Le plus étrange, c’est qu’il s’agit du même coup de théâtre ou à peu près que je n’avais pas vraiment anticipé dans Deceived (un autre thriller d’inspiration hitchcockienne avec Ewan McGregor et Hugh Jackman), vu au cinéma il y a quelques semaines en compagnie de l’angélique Angélique. Enrôlé malgré lui dans un club privé dont les membres ne se voient que pour des escapades sexuelles anonymes et sans lendemain, un fiscaliste un peu coincé tombe éperdument amoureux d’une des membres du club… qui lui est violemment enlevée dans sa chambre d’hôtel par un inquiétant personnage qui manifestement le manipule dans un but très précis depuis le soir de leur rencontre.
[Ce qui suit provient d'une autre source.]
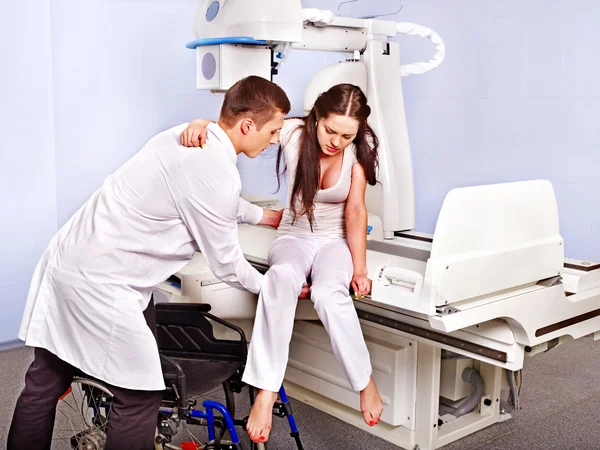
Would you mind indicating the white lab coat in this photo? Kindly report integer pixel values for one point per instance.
(94, 280)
Décidément, soit je commence à avoir vu et lu trop d’intrigues du genre, soit je suis devenu exactement le type de spectateur/lecteur que décrivait Jorge Luis Borges dans sa brillante conférence sur Edgar Allan Poe et le genre policier. Aux dires du vieil aveugle de Buenos Aires, en écrivant ces quelques nouvelles considérées comme les pierres angulaires de la littérature policière («Le double assassinat dans la rue Morgue», «Le mystère de Marie Roget», «La lettre volée», etc.), Poe aurait non seulement inauguré un nouveau genre littéraire mais aurait inventé du même coup un nouveau type de lecteur: le lecteur de roman policier. Un lecteur méfiant, toujours à l’affut d’indices, cherchant compulsivement à débusquer les attrapes imaginées par l’auteur pour le confondre; un lecteur complètement paranoïaque qui en vient à douter même des affirmations du narrateur.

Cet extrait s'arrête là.